His stone, you see, is a very large, blue capsule -- think of a giant-sized blue fire extinguisher -- that sounds, when you thunk it, like an empty fire extinguisher. It turns out to be an egg.
And, a few minutes later, it turns out to be the hatching place of a baby dragon whose name is Saphira and who was waiting to hatch when around someone other than a bald, scurvy, pervy king -- someone, say, like young, blond Eragon, a 17-year-old idealist whose hair has been coiffed to perfect medieval disarray by some well-paid movie makeup folks.
Now Saphira doesn't stay a baby dragon very long -- a missed opportunity, if you ask me. After just a few minutes of burbling and cooing and sleeping on Eragon's chest, Saphira flies into a convenient thunderstorm and comes back a big mama dragon (albeit one still so young she can't breathe fire yet).
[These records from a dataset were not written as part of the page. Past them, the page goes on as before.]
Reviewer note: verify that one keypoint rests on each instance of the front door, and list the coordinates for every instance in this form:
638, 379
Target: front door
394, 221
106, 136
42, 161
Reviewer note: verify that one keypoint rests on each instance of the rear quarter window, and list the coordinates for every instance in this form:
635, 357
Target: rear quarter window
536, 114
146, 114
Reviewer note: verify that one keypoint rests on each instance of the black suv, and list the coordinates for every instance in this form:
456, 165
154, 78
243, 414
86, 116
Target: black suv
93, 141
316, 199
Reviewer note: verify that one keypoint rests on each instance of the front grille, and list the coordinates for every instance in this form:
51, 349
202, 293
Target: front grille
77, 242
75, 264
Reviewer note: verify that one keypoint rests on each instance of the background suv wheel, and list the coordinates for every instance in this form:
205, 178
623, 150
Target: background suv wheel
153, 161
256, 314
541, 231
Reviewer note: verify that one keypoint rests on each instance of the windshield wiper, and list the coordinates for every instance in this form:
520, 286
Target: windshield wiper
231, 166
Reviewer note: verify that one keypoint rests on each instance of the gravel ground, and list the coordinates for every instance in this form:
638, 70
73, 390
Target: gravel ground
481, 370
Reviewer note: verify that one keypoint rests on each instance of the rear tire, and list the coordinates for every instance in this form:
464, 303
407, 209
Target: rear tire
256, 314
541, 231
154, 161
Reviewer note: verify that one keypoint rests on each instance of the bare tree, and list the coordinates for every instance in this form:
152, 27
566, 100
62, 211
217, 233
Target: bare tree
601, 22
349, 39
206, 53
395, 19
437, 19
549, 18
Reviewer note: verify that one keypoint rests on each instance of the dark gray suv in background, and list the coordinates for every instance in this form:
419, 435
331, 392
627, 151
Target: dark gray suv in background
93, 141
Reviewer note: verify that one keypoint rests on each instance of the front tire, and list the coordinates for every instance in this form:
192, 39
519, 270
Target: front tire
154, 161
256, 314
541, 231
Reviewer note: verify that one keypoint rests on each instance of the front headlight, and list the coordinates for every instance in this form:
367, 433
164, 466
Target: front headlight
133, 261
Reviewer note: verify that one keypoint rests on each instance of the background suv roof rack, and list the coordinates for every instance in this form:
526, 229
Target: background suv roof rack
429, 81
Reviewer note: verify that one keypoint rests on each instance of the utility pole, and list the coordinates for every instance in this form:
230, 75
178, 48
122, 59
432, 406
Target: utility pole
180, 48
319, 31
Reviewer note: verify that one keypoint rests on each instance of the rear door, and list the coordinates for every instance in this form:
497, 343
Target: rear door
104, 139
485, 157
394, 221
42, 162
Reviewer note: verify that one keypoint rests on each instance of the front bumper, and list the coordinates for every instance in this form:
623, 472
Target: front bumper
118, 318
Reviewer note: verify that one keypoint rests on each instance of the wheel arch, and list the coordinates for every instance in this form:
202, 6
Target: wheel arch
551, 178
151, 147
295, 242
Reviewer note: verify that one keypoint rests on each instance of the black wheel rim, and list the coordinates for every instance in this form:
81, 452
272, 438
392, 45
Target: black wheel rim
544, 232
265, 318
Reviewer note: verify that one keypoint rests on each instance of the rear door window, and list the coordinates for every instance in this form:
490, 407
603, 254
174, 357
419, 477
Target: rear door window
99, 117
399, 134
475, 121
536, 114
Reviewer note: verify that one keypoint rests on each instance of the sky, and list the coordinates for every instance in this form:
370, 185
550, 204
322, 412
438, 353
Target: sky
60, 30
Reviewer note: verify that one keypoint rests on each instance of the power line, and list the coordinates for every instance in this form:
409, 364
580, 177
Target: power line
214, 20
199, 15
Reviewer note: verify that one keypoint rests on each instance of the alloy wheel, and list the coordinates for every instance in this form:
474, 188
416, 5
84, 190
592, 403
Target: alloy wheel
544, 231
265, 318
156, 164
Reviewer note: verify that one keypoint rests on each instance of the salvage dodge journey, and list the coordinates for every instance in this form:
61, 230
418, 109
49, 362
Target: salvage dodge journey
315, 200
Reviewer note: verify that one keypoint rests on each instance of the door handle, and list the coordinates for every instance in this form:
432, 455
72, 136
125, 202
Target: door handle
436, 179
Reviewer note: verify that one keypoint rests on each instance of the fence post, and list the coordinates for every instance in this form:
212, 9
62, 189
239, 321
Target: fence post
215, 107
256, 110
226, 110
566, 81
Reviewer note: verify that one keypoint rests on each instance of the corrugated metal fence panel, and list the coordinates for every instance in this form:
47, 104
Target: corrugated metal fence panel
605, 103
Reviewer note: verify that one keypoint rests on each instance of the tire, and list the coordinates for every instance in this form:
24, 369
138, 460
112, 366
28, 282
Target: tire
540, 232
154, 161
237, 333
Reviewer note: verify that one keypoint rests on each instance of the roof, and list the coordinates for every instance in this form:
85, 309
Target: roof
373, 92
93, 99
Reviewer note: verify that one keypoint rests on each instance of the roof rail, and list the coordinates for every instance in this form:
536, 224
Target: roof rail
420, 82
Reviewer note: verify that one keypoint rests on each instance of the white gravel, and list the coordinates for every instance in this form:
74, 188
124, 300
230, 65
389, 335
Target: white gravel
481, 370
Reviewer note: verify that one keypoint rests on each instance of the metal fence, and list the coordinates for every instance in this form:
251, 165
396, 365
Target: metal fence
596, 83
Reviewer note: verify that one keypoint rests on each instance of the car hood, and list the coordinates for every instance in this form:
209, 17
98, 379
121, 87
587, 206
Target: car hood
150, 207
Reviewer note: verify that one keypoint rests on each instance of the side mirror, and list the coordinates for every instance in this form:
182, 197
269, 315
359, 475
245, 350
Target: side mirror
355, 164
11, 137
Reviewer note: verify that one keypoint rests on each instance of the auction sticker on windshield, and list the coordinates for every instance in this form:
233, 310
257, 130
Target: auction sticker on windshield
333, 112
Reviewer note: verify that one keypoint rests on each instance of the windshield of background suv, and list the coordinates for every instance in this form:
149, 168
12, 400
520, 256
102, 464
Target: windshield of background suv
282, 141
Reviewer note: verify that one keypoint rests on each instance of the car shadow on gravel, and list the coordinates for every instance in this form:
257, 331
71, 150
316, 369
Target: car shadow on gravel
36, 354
We're in the Dragons Sans Dungeons world of "Eragon" here, full of all manner of pseudo-mythological names like Durza and Brom and Arya and Ajihad, bad guys called the Ra'Zac and Urgals and taking place in such locales as Alagaesia and Carvahall.
It's an adaptation of the first novel in something called "The Inheritance Trilogy" by Christopher Paolini, his follow-up to Anne McCaffery's "Dragonriders of Pern" books. If all this seems way too deep into the arcane world of fantasy lit for you, think of the movie as a kind of cut-rate kiddie version of a complicated fantasy epic a la "Lord of the Rings" and "Chronicles of Narnia."
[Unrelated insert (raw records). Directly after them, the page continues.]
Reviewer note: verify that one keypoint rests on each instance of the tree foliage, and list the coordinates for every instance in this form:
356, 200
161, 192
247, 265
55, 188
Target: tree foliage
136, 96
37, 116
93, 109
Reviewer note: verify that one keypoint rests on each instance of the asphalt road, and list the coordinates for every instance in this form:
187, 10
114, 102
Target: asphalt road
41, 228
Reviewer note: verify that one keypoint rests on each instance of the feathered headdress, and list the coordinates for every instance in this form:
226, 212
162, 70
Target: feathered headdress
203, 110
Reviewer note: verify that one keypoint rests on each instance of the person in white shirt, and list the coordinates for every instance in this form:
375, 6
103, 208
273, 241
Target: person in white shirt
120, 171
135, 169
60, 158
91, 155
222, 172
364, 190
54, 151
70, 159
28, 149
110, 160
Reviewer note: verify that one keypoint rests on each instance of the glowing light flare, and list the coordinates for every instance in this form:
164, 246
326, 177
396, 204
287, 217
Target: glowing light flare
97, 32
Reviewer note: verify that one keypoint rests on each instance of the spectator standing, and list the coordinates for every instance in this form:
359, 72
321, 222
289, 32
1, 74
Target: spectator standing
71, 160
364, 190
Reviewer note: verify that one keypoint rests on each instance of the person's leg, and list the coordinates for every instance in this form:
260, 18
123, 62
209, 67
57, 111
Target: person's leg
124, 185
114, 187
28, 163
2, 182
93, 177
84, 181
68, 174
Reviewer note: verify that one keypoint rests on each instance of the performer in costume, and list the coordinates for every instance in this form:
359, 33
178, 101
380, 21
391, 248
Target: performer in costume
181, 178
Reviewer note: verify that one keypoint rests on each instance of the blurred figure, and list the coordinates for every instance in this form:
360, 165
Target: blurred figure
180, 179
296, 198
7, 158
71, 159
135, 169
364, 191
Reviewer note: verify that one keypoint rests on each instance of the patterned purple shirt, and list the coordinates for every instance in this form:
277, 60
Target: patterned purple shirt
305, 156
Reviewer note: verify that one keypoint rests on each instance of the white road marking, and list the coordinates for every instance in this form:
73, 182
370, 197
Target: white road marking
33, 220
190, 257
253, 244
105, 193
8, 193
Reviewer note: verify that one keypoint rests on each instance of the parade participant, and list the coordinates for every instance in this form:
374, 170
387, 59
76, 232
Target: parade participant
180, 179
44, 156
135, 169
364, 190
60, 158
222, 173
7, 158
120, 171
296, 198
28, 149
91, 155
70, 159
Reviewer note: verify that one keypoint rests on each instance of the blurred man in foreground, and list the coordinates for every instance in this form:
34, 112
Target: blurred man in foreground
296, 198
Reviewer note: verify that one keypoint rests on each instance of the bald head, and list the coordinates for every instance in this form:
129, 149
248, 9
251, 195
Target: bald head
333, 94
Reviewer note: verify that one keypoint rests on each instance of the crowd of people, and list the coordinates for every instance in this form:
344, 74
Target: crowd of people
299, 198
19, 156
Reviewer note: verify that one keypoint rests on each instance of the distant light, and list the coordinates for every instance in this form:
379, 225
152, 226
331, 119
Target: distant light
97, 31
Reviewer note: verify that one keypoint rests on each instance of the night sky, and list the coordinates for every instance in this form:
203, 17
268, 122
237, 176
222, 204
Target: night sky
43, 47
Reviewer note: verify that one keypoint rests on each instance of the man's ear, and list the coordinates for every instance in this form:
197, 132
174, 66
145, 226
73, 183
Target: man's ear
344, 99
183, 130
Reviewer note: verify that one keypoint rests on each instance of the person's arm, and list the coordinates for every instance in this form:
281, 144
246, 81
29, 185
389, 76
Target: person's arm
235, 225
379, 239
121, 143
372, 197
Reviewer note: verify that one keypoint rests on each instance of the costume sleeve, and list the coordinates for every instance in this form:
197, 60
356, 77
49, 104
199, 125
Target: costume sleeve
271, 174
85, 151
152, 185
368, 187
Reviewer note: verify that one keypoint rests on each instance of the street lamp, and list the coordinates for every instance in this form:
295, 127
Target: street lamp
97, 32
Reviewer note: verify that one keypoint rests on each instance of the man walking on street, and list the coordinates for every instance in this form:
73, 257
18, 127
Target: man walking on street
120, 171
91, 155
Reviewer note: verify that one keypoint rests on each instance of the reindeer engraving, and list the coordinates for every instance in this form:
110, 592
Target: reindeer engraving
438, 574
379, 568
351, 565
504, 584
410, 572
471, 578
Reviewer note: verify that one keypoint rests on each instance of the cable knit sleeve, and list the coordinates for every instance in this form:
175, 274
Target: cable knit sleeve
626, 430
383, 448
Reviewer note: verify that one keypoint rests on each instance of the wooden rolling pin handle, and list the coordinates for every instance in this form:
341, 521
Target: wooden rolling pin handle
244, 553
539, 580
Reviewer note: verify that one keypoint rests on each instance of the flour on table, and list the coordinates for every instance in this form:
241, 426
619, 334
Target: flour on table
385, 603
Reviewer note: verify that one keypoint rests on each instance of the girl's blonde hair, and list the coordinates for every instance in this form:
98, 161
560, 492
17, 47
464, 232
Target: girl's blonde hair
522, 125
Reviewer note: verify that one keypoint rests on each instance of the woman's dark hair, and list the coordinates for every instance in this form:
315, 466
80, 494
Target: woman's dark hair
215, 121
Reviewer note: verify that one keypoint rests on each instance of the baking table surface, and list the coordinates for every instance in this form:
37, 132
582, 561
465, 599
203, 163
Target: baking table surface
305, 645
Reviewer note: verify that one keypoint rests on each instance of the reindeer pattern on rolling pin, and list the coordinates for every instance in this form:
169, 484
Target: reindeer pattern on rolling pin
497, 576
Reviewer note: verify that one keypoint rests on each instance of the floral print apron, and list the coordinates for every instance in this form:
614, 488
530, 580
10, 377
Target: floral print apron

I much preferred it, frankly, when it was a just a story about a boy and his pet, even if his pet is a dragon whom he rides for hundreds of miles at a time. Once you get to all the pseudo-mythology of invented creatures and monsters and whatnot, I wasn't, uh, all that enthralled.
It's very much a kid's movie, you see.
The bad guys are Malkovich as bad King Galbotorix and Robert Carlyle (of "Full Monty" fame) as his No. 1 thug, scarred, scary-eyed Durza.
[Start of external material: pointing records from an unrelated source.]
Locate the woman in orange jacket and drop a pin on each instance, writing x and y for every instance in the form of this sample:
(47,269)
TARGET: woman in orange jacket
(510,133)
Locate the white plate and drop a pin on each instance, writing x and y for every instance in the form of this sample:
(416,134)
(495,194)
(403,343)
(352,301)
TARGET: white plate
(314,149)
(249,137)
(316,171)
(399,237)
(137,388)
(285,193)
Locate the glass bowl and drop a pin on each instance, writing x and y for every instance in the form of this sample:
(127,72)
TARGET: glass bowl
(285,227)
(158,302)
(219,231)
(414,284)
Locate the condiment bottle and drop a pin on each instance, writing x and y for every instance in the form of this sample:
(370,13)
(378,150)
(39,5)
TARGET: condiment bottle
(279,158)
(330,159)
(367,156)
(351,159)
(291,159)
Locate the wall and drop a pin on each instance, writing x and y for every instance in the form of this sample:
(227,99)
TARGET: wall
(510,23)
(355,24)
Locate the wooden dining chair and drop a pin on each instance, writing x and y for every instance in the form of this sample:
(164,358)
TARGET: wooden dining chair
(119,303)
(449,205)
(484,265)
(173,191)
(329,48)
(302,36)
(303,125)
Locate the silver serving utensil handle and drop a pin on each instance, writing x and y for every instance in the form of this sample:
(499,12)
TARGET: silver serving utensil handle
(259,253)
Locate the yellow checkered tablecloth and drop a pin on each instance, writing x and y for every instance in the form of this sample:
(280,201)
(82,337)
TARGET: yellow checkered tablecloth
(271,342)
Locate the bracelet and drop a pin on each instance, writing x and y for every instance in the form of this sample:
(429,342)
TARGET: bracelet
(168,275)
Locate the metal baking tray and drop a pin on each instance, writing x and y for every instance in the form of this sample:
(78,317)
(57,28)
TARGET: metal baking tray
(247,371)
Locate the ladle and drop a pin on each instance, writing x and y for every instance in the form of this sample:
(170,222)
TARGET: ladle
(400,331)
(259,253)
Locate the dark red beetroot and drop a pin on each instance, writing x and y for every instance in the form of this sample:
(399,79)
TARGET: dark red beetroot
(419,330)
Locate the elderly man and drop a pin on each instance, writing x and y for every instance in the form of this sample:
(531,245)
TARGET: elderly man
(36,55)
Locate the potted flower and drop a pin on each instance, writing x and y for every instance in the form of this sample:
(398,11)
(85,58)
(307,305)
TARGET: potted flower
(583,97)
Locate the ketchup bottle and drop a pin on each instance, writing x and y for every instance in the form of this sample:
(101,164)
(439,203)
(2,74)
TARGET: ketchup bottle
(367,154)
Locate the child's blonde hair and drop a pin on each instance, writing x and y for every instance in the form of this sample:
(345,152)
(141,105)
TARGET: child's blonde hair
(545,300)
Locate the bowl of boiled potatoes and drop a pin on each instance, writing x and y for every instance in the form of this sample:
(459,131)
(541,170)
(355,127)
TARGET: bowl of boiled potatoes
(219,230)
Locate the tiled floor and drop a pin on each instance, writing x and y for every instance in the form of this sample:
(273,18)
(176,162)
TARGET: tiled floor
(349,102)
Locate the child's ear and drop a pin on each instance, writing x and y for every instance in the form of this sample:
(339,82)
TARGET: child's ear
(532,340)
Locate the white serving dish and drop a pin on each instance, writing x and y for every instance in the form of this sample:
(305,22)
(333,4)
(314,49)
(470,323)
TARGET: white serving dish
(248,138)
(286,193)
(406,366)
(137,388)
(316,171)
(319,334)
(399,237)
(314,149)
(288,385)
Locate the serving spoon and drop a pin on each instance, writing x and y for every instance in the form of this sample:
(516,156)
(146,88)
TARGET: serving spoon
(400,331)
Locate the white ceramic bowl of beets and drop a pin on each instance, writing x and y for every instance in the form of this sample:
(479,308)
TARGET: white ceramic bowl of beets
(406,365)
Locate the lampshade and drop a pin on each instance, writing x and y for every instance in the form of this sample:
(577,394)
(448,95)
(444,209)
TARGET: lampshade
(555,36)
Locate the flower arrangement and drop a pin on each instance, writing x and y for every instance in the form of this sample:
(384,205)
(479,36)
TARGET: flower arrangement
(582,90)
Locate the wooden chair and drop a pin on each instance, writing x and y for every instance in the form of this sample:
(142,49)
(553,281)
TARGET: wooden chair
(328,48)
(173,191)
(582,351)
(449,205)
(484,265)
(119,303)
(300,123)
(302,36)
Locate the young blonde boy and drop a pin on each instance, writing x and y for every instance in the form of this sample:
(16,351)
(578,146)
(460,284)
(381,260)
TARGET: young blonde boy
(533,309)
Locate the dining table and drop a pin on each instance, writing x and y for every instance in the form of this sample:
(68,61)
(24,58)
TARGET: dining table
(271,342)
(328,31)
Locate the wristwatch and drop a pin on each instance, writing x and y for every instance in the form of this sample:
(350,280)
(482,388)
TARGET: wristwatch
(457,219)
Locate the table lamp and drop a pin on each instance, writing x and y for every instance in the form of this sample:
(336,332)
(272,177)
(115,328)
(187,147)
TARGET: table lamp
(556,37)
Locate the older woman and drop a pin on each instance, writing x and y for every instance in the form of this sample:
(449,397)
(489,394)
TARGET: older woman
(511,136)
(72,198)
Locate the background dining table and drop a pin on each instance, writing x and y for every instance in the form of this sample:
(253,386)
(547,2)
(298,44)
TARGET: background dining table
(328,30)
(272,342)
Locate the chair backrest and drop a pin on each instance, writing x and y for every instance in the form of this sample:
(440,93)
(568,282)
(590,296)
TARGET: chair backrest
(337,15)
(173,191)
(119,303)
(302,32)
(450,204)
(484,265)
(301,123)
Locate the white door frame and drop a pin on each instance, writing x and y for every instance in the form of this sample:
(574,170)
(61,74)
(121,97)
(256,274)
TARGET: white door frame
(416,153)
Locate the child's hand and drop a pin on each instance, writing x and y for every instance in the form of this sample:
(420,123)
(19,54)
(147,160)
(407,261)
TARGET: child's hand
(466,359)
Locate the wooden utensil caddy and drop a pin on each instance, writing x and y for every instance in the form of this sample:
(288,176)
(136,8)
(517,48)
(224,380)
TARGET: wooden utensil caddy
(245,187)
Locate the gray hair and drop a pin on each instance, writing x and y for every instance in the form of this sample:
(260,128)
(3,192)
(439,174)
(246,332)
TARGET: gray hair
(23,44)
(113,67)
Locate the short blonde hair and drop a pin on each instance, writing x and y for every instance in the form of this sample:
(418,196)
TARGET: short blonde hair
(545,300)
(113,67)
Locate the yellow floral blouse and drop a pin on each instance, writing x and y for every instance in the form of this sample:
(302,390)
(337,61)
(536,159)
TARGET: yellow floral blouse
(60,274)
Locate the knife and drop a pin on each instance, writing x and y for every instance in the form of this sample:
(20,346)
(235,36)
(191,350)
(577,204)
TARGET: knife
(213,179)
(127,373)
The chief good guy is Brom, played by old master Jeremy Irons, an old hand at providing legitimacy for movies that have none. Another good guy is played by Djimon Hounsou. Edward Speelers plays the teen dragon rider. Sienna Guillory provides the love interest. Rachel Weisz provides the dragon's voice.
It's a pretty silly movie, but if you're the right age for it -- tweens and tween nostalgists, I suppose, are perfect -- it's very engagingly silly.
2.5 stars (out of 4)
STARRING: Edward Speleers, Jeremy Irons, John Malkovich, Djimon Hounsou and Sienna Guillory
DIRECTOR: Stefan Fangmeier
RUNNING TIME: 100 minutes
RATING: PG for violence
THE LOWDOWN: A 17-year-old boy falls heir to the King's Dragon and fights the forces of evil.